Researchers use fluorescent nanosensors to track down bacteria

Reviewed by Emily Henderson, B.Sc.November 25, 2020

Researchers from Bochum, Göttingen, Duisburg and Cologne have developed a new method for detecting bacteria and infections. They use fluorescent nanosensors to track down pathogens faster and easier than established methods. A team led by Professor Sebastian Kruβ, formerly at the University of Göttingen, now at the Ruhr-Universität Bochum (RUB), describes the findings in the journal Nature Communications, published online November 25, 2020.

Traditional methods of detecting bacteria require the taking and analysis of tissue samples. Sebastian Kruβ and his team hope to eliminate the need to take samples using tiny optical sensors to view pathogens directly at the site of infection.

Fluorescence changes in the presence of bacterial molecules

The sensors are based on modified carbon nanotubes with a diameter of less than one nanometer. When irradiated with visible light, they emit light in the near infrared range (wavelength of 1,000 nanometers and more), which is not visible to humans. The behavior of the fluorescence changes when the nanotubes collide with certain molecules in their environment. Since bacteria secrete a characteristic mix of molecules, the light emitted by the sensors can therefore indicate the presence of some pathogens. In this paper, the research team describes sensors that detect and differentiate harmful pathogens associated with, for example, plant infections.

“The fact that the sensors work in the near-infrared range is particularly relevant for optical imaging, because in this range there are far fewer background signals that can skew the results,” says Sebastian Kruβ, who heads the functional interfaces and the Biosystems RUB group and is a member of the Ruhr Explores Solvation Cluster of Excellence (Resolv). Since light of this wavelength penetrates deeper into human tissue than visible light, this could allow bacteria sensors to read even under dressings or on implants.

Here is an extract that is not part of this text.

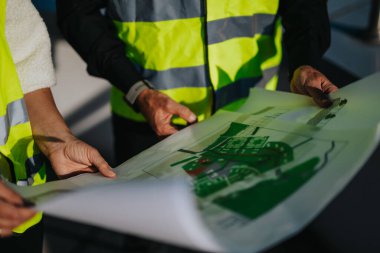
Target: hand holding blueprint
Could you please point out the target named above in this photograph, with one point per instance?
(237, 182)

Further areas of application are possible

In the future, this could form the basis for optical infection detection on smart plants, as sampling would no longer be necessary. This would then allow the healing process or a possible infection to be quickly detected, resulting in improved patient care. The possible areas of application are not limited to this, “adds Kruβ.” For example, a better rapid diagnosis of blood cultures in the context of sepsis is also conceivable in the future. “

Robert Niβler, lead author of the study, University of Göttingen

In addition to researchers from Physical Chemistry II of the Ruhr-Universität Bochum and the Institute of Physical Chemistry of the University of Göttingen, the study also involved Medical Microbiology teams at the Göttingen University Medical Center, the University Hospital of Cologne and the Fraunhofer Institute for Microelectronic Circuits and Systems in Duisburg.